A Closer Look
The Enzotech Ultra-X features a solid copper base, four heat pipes and a large aluminum fin array cooled by a powerful 120mm fan. The Ultra-X exhibits excellent build quality and finish. Enzotech certainly knows how to make a good first impression.
Many current motherboard designs rely on air from the CPU heatsink fan to cool components in the main processor area. These may include the NB controller, voltage regulator modules (VRMs), and passive coolers dissipating heat from other components on the motherboard connected via heat pipes. The Asus P5N32-SLI Deluxe motherboard I use for testing is a perfect example.

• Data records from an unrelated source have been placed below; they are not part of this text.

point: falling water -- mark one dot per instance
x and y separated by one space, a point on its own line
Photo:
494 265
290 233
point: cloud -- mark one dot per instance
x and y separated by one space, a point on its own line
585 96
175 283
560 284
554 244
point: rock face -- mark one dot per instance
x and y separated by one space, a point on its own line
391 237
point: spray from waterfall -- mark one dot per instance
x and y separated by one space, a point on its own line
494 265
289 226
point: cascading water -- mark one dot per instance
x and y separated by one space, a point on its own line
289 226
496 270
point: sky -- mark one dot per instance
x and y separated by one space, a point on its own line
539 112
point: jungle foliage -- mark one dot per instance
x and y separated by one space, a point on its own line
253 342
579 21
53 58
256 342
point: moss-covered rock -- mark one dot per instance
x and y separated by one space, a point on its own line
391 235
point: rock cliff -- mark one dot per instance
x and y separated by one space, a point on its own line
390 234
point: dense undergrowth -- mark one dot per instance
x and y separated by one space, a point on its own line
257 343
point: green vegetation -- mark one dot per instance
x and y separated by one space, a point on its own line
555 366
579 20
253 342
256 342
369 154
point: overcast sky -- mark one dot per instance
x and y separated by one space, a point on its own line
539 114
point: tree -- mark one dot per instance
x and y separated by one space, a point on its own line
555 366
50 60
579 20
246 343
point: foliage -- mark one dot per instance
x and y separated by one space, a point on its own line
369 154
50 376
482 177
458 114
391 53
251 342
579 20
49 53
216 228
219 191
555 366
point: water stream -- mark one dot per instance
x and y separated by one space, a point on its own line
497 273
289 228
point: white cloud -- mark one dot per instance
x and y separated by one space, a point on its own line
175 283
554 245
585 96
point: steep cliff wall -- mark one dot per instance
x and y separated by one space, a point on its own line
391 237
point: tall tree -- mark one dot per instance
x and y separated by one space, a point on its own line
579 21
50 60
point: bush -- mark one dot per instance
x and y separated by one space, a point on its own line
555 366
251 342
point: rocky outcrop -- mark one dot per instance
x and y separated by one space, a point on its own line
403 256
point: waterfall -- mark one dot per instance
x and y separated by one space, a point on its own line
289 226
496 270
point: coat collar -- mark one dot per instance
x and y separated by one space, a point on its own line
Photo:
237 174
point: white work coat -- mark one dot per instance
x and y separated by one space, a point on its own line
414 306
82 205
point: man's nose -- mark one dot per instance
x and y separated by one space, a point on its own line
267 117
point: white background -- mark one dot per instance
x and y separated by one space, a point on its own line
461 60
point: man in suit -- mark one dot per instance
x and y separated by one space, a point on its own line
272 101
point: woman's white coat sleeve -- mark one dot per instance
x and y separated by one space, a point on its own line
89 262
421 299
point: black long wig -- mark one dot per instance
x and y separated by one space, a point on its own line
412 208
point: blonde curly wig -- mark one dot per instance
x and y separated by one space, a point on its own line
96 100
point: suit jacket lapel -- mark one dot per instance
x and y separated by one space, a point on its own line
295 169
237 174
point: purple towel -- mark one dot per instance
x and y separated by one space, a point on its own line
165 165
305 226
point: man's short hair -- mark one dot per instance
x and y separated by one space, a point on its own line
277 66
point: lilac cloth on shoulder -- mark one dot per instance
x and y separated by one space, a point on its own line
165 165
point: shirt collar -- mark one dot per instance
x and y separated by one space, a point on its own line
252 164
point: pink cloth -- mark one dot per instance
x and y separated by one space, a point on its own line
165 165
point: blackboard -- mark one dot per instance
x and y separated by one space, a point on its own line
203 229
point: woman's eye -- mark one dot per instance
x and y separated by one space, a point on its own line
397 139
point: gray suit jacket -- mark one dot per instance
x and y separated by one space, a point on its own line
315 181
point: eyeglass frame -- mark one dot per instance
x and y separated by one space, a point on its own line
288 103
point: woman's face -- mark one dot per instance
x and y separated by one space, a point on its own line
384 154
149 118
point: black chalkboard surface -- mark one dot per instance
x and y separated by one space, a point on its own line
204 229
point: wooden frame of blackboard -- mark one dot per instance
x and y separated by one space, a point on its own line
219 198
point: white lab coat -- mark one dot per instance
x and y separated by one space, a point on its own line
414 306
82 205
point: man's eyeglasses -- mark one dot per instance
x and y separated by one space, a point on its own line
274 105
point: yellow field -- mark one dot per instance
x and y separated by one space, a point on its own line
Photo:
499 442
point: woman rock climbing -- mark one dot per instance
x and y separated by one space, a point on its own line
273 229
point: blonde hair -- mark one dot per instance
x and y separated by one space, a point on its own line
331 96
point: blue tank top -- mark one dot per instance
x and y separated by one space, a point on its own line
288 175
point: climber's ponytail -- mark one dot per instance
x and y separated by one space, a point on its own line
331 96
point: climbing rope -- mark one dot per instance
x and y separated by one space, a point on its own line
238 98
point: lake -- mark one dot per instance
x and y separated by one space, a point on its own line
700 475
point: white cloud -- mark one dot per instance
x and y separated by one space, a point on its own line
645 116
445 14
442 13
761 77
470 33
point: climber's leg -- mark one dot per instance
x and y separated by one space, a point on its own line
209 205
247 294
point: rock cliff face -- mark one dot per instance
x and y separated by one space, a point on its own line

Without proper cooling these motherboard components will overheat, which can lead to system instability or failure. Several of the popular high-performance CPU coolers on the market today use a tower-style design with one or more fans mounted on the side blowing air thru the heatsink, instead of down over the CPU area. This configuration can work very well for cooling the CPU, especially if the warm air exiting the CPU cooler is exhausted out the back of the enclosure via a rear case fan or power supply with a bottom intake fan. But the tower-style coolers do little to cool all the components down at the board level. And even if special cooling fans are provided by the motherboard manufacturer (to provide the needed airflow when using a CPU waterblock), the tower-style coolers are typically so big they prevent the auxiliary fans from being mounted.
The Ultra-X comes with a pre-installed 120mm Delta fan (AFB1212H-F00), which is rated for up to 82.7 CFM and 38.5 dBA at 2,500 rpm when operating at 12V. This is a seven bladed, high speed fan that uses dual ball bearings. It also incorporates an rpm sensor so you can monitor the CPU fan speed in software. (Note: the rpm signal gets weak at low voltage, so it may be erratic or not work at all, at low speed.)
Enzotech includes a nice chrome wire fan guard that will keep stray wires and fingers from getting caught in the fan blades without restricting airflow.
And to help each end user find the right balance between cooling performance and noise, Enzotech includes a simple fan speed controller (100 ohm potentiometer) mounted in a PCI slot bracket. With the 3-pin fan lead plugged directly into a motherboard fan header the fan gets a full 12 VDC and runs slightly in excess of the rated 2,500 rpm (my review sample reported 2,596 rpm). With the fan speed controller connected, the big Delta fan can be slowed down to a whisper-quiet ~1,000 rpm.